The lowest support for nuclear energy is, however, clearly found in countries that have no nuclear power plants. The least support for this type of energy is found in Austria, Cyprus and Greece, with around eight in ten respondents confirming that they are opposed to this type of energy.
An analysis of the evolution of public opinion at country level reveals that there has been a positive change in attitudes towards nuclear energy since 2005 in a vast majority of EU countries. A significant increase of support was recorded in 17 out of 27 EU countries, while there was a significant decrease of support in only two countries.
Since winter 2005, nuclear power gained considerably more public support in Italy, Poland (both +13 percentage points), Ireland (+11) and Greece (+9), which are all countries without operational nuclear power plants. This tendency is however also strongly visible in Germany and Spain (both +8). Latvian public opinion, in contrast, tended to be less supportive towards this type of energy production. The drop in Cypriot figures does not indicate stronger opposition to nuclear power, but rather that an increasing share does not have an opinion on the subject.
In order to test public opinion regarding some beneficial effects of using nuclear power, respondents were given three statements underlining the relation between nuclear energy and greenhouse gases, nuclear energy and oil dependence and nuclear energy and other energy sources in general.
It appears that the vast majority of the European public agrees that nuclear power is advantageous because it allows EU countries to diversify their energy sources (64%), as well as decrease their dependence on oil (63%), and because it emits less greenhouse gases than, for instance, oil and coal (62%).

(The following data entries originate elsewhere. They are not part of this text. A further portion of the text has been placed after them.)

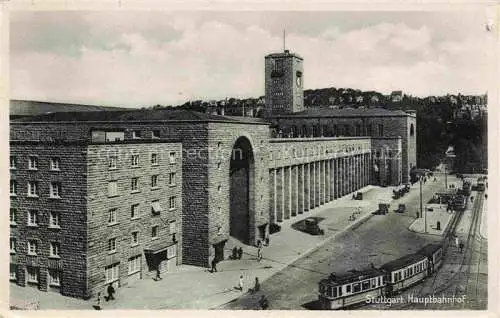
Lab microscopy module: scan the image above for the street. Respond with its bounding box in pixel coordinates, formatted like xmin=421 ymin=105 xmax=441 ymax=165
xmin=221 ymin=178 xmax=444 ymax=310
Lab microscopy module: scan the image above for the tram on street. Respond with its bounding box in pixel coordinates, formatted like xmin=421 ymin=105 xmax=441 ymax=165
xmin=319 ymin=268 xmax=385 ymax=309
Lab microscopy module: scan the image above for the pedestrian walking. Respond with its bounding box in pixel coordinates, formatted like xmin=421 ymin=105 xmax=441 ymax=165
xmin=257 ymin=246 xmax=262 ymax=262
xmin=259 ymin=295 xmax=269 ymax=310
xmin=212 ymin=257 xmax=217 ymax=273
xmin=238 ymin=274 xmax=243 ymax=291
xmin=106 ymin=283 xmax=115 ymax=301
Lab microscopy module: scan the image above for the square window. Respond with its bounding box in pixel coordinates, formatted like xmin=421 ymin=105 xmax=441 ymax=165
xmin=26 ymin=266 xmax=39 ymax=283
xmin=28 ymin=181 xmax=38 ymax=197
xmin=10 ymin=237 xmax=17 ymax=254
xmin=104 ymin=263 xmax=120 ymax=284
xmin=130 ymin=177 xmax=139 ymax=191
xmin=151 ymin=153 xmax=158 ymax=165
xmin=151 ymin=174 xmax=159 ymax=188
xmin=49 ymin=269 xmax=61 ymax=286
xmin=108 ymin=237 xmax=116 ymax=253
xmin=151 ymin=200 xmax=163 ymax=214
xmin=108 ymin=156 xmax=118 ymax=169
xmin=130 ymin=204 xmax=140 ymax=219
xmin=10 ymin=156 xmax=17 ymax=169
xmin=168 ymin=172 xmax=175 ymax=186
xmin=128 ymin=255 xmax=141 ymax=274
xmin=168 ymin=196 xmax=176 ymax=210
xmin=10 ymin=208 xmax=17 ymax=225
xmin=10 ymin=179 xmax=17 ymax=195
xmin=28 ymin=210 xmax=38 ymax=226
xmin=28 ymin=156 xmax=38 ymax=170
xmin=50 ymin=157 xmax=61 ymax=170
xmin=168 ymin=152 xmax=177 ymax=164
xmin=50 ymin=182 xmax=61 ymax=198
xmin=50 ymin=242 xmax=61 ymax=257
xmin=49 ymin=212 xmax=59 ymax=227
xmin=168 ymin=221 xmax=177 ymax=234
xmin=9 ymin=264 xmax=17 ymax=280
xmin=108 ymin=209 xmax=117 ymax=224
xmin=167 ymin=244 xmax=177 ymax=259
xmin=132 ymin=155 xmax=139 ymax=167
xmin=151 ymin=225 xmax=158 ymax=239
xmin=131 ymin=232 xmax=139 ymax=245
xmin=28 ymin=240 xmax=38 ymax=255
xmin=108 ymin=181 xmax=118 ymax=197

Respondents who hold a negative opinion about nuclear energy were asked whether they would change their attitude if there were a permanent and safe solution for managing radioactive waste. The results clearly show that these safety aspects are of crucial importance. 39% of these respondents say that a permanent, safe solution for radioactive waste management would make them change their opinion about nuclear energy. A relative majority (48%) would however remain opposed to this type of energy and another 8% say that they do not think that there is any solution.
When it concerns the timing of finding a solution for dealing with radioactive waste, European public opinion is very clear. More than nine in ten (93%) Europeans on average see an urgent need to finding a solution to the problem now, rather than leaving it unsolved for later generations. Just over seven in ten respondents do not see any safe way of getting rid of high level radioactive waste.
Deep underground disposal is seen as the most appropriate solution for long-term management of high level radioactive waste by a relative majority (43%) of respondents in the EU as a whole. However, over a third (36%) is opposed to this idea.
There is a clear relation between knowledge about radioactive waste and the existence of nuclear power plants in a country. The tendency is that citizens in countries with operational nuclear power plants are more knowledgeable than those in countries without nuclear power plants. Knowledge levels are also higher amongst supporters of nuclear energy and people who feel well informed about radioactive waste than among those who are opposed to nuclear energy or feel badly informed about the topic.
Furthermore, information about the way radioactive waste is managed is most trusted when it comes from independent sources, like scientists and environmental nongovernmental organisations.
Finally, the results of this study reveal that Europeans now have a more positive attitude towards nuclear energy than in 2005. An increased level of knowledge about radioactive waste management among citizens would probably ensure the continuation of this trend in an upward direction over the next few years.